Marzouk, comunque, per quei reati legati agli stupefacenti era finito in carcere, da cui era uscito grazie all’indulto poco prima che la sua famiglia fosse massacrata. Durante la detenzione, però, il tunisino sarebbe stato minacciato di ritorsioni da un’altra banda rivale, tanto che avrebbe chiesto a un altro detenuto, rilasciato, di proteggere Raffaella e il piccolo Youssef. Senza contare che la pista della cocaina è contenuta pure nel racconto di uno dei superteste mai ascoltati durante i processi e indicato dalla difesa tra gli “elementi nuovi” per la revisione. Si tratta di Abdi Kais, tunisino e amico di Azouz, che era stato perfino ospite di casa Castagna per un lungo periodo.
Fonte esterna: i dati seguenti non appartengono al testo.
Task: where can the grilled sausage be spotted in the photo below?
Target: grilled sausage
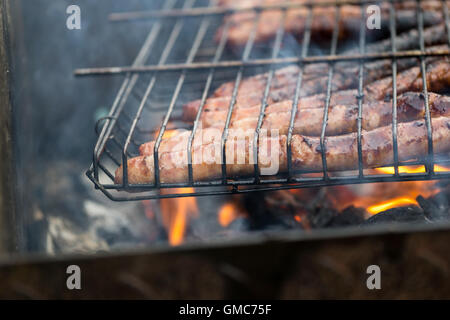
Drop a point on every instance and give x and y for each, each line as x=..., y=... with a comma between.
x=342, y=119
x=438, y=78
x=323, y=22
x=341, y=154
Kais ha parlato di gravi litigi avvenuti prima della strage, risse per droga culminate addirittura nell’accoltellamento del fratello di Azouz. Inoltre ha detto di aver ricevuto l’ordine di eliminare alcuni elementi del gruppo rivale e che nell’abitazione della Castagna venivano custoditi i proventi dello spaccio di droga. Una versione, quella di Kais, che porterebbe a un movente più compatibile con la ferocia della strage, che a quel punto si legherebbe a un regolamento di conti e non ai dissidi condominiali che avrebbero spinto Olindo e Rosa a impugnare i coltelli e infierire su cinque persone. Racconta Kais: “Nella casa di Raffaella c’era sempre del denaro nascosto. E oggetti scambiati con la droga.
Messi in cantina”. Parla della guerra per bande tra il gruppo di tunisini vicini ad Azouz e quello dei marocchini che spacciava tra Erba e Merone. “In più di un’occasione c’era un ragazzo, un tunisino, si chiama Amer, si recava presso la cantina e nascondeva sempre qualche quantitativo che aveva addosso, era sempre cocaina. Quei marocchini ci è capitato più volte che mancava della droga dai nascondigli che era quel bosco di fronte a Merone, perché ci pedinavano”. La rivalità sarebbe sfociata in una violenta rissa con accoltellamento da parte dei marocchini ai danni di Kais, del fratello e di due cugini di Azouz.
Inoltre l’episodio avrebbe scatenato una faida tra i due clan, che potrebbe essere culminata nella strage, tanto più che, nella sua prima descrizione, Frigerio parla dell’aggressore come di un uomo olivastro. Eppure sia la pista dei tunisini e dei marocchini di Merone, sia quella di un gruppo di albanesi di Ponte Lambro attivo nella zona sono state approfondite nel corso dell’inchiesta, ma non hanno portato ad alcuna risultanza investigativa. Anzi, il movente del delitto maturato nell’ambiente dello spaccio è stato del tutto escluso dagli inquirenti. Dunque, se i nuovi elementi cavalcati dalla difesa dovessero portare a rivedere la condanna dei Romano, allora, dopo così tanti anni, sarebbe improbabile poter raccogliere indizi sufficienti per individuare i protagonisti di quel giro di droga. E i veri assassini potrebbero rimanere nell’ombra così come la strage di Erba diventerebbe uno dei casi irrisolti d’Italia, alla stregua di via Poma ed Emanuela Orlandi.